I was hit by a truck because, one Saturday in Borehamwood, Hertfordshire, I was rushing to post a birthday card to someone I knew in Norwich, Norfolk. She was not a friend, just an acquaintance of an acquaintance whom I had met by accident a few years before.
My mother and my father went to the same school together in Whithorn, Wigtownshire, Scotland, but they had not really known each other then. They were in different classes. My mother lived in the small village of Garlieston. My father lived in the Isle of Whithorn (which, confusingly, is a totally different place to Whithorn).
During the Second World War, my father was home on leave from the Royal Navy. He took a wrong bus and was walking down the main street in Whithorn. My mother was in the street with a friend who had gone into a jeweller’s shop. My mother looked up the street and was surprised to see my father walking towards her.

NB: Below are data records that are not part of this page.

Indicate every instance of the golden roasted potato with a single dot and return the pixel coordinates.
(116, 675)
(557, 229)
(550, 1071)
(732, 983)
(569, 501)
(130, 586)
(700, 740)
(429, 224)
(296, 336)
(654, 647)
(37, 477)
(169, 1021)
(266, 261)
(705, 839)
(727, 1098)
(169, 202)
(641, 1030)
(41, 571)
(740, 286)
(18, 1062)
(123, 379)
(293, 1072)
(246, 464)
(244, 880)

She was surprised because she had heard he had been killed.
“I thought you were dead,” she told him.
They got into a conversation.
“No, I wasn’t killed,” he told her.
A few weeks later my father, his sister and some other people went from the Isle of Whithorn to my mother’s village of Garlieston for a dance.
My mother’s family dog disappeared and she went off looking for it with my father.
The dog (a Jack Russell called Vick) eventually turned out to be asleep under the sink in the kitchen.
I think my parents married in 1948. It might have been 1946. I can’t be bothered to check. It does not matter. It is in the past. The past is only what people remember or what people claim in writing happened in the past. The past does not exist, even though everything is interconnected by happenstance.